WisdomTree Brazil Real ETF Withdrawal Removes 90% of Fund Assets

(Bloomberg) -- The WisdomTree Brazilian Real Fund, an exchange-traded fund tracking Brazil’s currency, lost more than 90 percent of its assets this week after redemptions of $473 million.

The fund, which had $513 million under management as of Jan. 24, lost the assets on Jan. 28 and 29, according to data compiled by Bloomberg and the latest fund data from New York- based WisdomTree Investments Inc., the ETF provider founded by former hedge-fund manager Michael Steinhardt. It’s the only U.S.-registered ETF that follows the real, which fell to a five- month low on Jan. 29.

Data posted on WisdomTree’s website show the fund received an inflow of more than $500 million on Oct. 10. Brazil’s currency has depreciated 9.6 percent since then, the second-most among major currencies tracked by Bloomberg.

A declining real prompted Brazil’s central bank to extend until June an intervention program that had been scheduled to wind down by the end of last year. While aiding exporters, a weaker real threatens to boost import costs and keep pressure on inflation.

“It looks like someone was maybe hedging their exposure against the real,” Dave Lutz, the head of ETFtrading and strategy at Stifel Nicolaus & Co. in Baltimore, said by phone, referring to a trading strategy that involves opposing bets.

Intervention Program

Between Oct. 10 and Jan. 29, the fund lost 8.7 percent. WisdomTree manages $34.9 billion in 61 U.S.-registered ETFs, data compiled by Bloomberg show.

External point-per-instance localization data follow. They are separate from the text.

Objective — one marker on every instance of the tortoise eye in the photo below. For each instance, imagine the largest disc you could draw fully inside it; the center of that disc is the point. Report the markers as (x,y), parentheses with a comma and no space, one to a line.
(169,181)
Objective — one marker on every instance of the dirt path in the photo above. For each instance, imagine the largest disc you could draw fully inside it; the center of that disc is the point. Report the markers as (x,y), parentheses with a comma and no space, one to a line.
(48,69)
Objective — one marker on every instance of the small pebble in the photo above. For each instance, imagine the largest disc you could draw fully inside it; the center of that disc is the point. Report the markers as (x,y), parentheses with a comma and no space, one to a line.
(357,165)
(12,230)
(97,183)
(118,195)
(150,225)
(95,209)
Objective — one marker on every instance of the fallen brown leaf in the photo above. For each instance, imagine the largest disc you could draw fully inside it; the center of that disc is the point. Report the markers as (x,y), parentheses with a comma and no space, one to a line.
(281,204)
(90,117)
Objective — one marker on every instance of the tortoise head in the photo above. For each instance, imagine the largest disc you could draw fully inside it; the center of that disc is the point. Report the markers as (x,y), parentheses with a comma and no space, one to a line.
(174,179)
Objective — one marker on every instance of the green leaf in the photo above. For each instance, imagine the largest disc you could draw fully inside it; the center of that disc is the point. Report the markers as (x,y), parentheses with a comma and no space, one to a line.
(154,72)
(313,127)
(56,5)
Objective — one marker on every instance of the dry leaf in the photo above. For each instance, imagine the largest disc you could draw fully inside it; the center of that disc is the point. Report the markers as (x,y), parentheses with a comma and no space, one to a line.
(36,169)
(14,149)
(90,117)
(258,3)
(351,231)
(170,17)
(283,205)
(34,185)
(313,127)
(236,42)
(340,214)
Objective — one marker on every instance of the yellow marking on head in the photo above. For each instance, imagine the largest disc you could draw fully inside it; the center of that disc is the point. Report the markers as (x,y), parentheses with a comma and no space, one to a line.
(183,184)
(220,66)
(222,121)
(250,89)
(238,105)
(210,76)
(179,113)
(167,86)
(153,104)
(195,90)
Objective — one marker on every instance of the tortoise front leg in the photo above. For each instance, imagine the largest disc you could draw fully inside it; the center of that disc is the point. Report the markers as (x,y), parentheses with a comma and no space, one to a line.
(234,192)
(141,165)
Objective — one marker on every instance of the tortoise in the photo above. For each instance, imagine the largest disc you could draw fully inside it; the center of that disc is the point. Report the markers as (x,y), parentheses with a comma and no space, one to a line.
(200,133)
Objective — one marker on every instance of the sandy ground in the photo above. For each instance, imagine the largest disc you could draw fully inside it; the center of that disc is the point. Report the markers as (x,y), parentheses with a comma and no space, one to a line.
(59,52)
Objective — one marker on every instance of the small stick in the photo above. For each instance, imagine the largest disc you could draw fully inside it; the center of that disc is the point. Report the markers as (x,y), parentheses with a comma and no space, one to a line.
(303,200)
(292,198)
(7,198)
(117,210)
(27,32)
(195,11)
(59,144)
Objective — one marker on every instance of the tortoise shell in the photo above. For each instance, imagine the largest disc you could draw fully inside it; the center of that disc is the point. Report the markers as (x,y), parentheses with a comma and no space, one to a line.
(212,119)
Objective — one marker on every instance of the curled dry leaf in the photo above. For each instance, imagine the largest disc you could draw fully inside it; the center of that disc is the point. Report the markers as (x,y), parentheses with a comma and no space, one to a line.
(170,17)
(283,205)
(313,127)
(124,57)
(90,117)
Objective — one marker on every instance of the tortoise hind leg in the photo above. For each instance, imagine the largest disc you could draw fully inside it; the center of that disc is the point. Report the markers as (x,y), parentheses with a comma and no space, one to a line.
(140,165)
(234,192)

Brazil’s central bank in August announced a $60 billion intervention program of swaps and credit lines to buoy the currency and in December said it would extend the program. The country is trying to control inflation in the context of a weaker real, central bank President Alexandre Tombini said at a presentation in London on Jan. 27.

ETFs are pooled investment vehicles that issue shares to investors that trade on an exchange like a common stock. They invest chiefly in stocks, bonds, commodities and currencies and typically track an index.